I hope I can love him the way she loved you, the way she loved all of us who came through you. She was whiskey in a teacup, a tiny woman who wore blush and lipstick that amazed me, it came in peony-colored plastic containers, scattered over her bathroom counter and matching her beautiful rose-embroidered hand towels. She laughed like a trucker and swore like one too, she told stories peopled with neon-colored characters, described vividly, mad men and country doctors and fearless cowboys. I sat on her worn beige couch and listened to her raucous yarns of Prohibition-era California, when it was still the wild west of railroads and oil rigs and homesteaders, when folks went skinny-dippin’ and rode their barely-broke horses on beaches now reserved for the rich and connected. I remember the signature scent of her almond lotion, listening entranced to her wild tales and trying to remember to ask my mother about words I didn’t understand, like “moonshine” and “bastard”. Now, I look back with older eyes and admire how she managed to be a ferocious mother without losing herself, how she fought for justice without bitterness and how she saw her life with clear-eyed realism and faith. She gave you that, you passed it on without cynicism or malice.

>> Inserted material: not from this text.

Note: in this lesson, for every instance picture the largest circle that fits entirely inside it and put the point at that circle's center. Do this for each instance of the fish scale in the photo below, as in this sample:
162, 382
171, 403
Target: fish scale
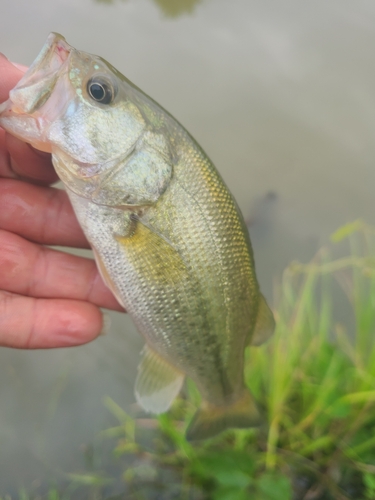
167, 235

My son confidently strides down our gravel road and I am so taken with him – even though he’s still a toddler I feel I can see the future. I can see him as you were, standing with impish joy and broad-chested adventure on a snowbank as a teenager, holding the hand of your wife as a young man, nuzzling your daughter’s blonde baby head as a new father.

I can’t wait for you to meet him. It’ll hopefully take many decades, but I hope to hear your warm laugh when I cross that threshold, and see you standing. l realize I never saw you stand, although I always assumed you would be dashing, handsome, vigorous if you could, just like in that burnished sepia photo from long ago. I hope you wear the checkered shirts, pressed trousers and worn leather belts you loved and grin as broadly as I remember. Then when he comes across, hopefully many decades after me, you’ll know he’s yours. One glance at his good-humored face and his strong hands, and you’ll know the heirlooms you left in your granddaughter’s heart, the way that I strive to honor the life you lived, and raise children worthy of your legacy.